Rules for Pre-IPO Listings

Guidance: Purpose and application of these Rules

The purpose of these Rules is to compliment AMI in relation to Pre-IPO Listings in the AIFC.

1. Application and Scope

(1) These Rules apply within the jurisdiction of the AIFC.

(2) The following do not apply in the case of a Pre-IPO Listing:

  1. (a) Sections 66(3), 82(1) and 83(1) of the Framework Regulations; and
  2. (b) Sections 86(a) through (c) of the Framework Regulations, provided that the Issuer complies with the requirements of the Listing Rules of the Authorised Investment Exchange as prescribed by Sections 4 and 5 of these Rules;
  3. (c) MAR, in its entirety; and
  4. (d) any Takeover Rules prescribed by the AFSA under Section 88 of the Framework Regulations outside of MAR, unless such Rules specifically state that they apply in the case of a Pre-IPO Listing.

2. Interpretation

(1) For purpose of these Rules, a “Pre-IPO Listing” means the admission of the Shares of an Issuer to an Official List of Securities maintained by an Authorised Investment Exchange, without the Issuer immediately carrying out an initial public offering of Shares and seeking their admission to trading on the Authorised Investment Exchange.

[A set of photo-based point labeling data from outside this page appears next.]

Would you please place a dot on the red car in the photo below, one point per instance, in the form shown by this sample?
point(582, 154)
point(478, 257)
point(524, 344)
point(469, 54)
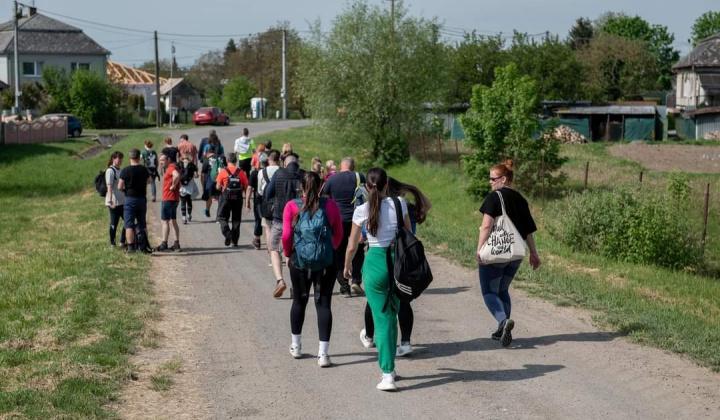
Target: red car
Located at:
point(210, 116)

3. Rules applicable to Authorised Investment Exchange

(1) Subject to the requirements of this section 3, an Authorised Investment Exchange may include Pre-IPO Listings under a subheading of its Official List of Securities.

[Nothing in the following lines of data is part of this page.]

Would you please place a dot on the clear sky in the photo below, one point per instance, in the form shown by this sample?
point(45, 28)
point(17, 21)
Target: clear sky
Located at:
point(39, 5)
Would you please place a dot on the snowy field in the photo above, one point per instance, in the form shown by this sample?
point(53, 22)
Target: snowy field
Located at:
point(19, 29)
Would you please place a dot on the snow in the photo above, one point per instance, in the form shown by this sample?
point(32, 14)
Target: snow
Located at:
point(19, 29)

(2) Without limitation of any other applicable requirements of AMI 3.6, an Authorised Investment Exchange that wishes to permit Pre-IPO Listings must include the following requirements in its Listing Rules:

  1. (a) procedures for admission of Shares to its Official List of Securities as a Pre-IPO Listing, including:
  2. i. requirements to be met before Shares may be granted admission to an Official List of Securities as a Pre-IPO Listing; and
  3. ii. agreements in connection with admitting Shares to an Official List of Securities as a Pre-IPO Listing;
  4. (b) procedures for suspension and delisting of Shares from an Official List of Securities as a Pre-IPO Listing; and
  5. (c) requirements for disclosure to the markets of such information as the Authorised Investment Exchange, in consultation with the AFSA, deems appropriate in lieu of the disclosure requirements of section 83(1) of the Framework Regulations and MAR.

(3) For purposes of 3(2)(c), the Listing Rules must prescribe the type of information and the circumstances and manner in which such information must be disclosed including:

  1. (a) financial information; and
  2. (b) any other information or material change which occurs in relation to the Issuer.

(4) A prominent warning, approved by the Authorised Investment Exchange, shall accompany each release of the information disclosed, regarding the nature and purpose of such information, including without limitation that

  1. (a) certain regulatory requirements and protections applicable to shares admitted to trading on an Authorised Investment Exchange do not apply to a Pre-IPO Listing, including sections 82(1) (corporate governance), 83(1) (market disclosure) and 86(a) through (c) (insider information) of the AIFC Financial Services Framework Regulations, and the AIFC Market Rules in their entirety; and
  2. (b) the information being disclosed (i) is provided solely for purposes of a Pre-IPO Listing; (ii) does not include key information customarily used for making investment decisions; (iii) is not a substitute for investment research, due diligence or advice; and (iv) is used by an investor for investment decision-making purposes solely at the investor’s own risk.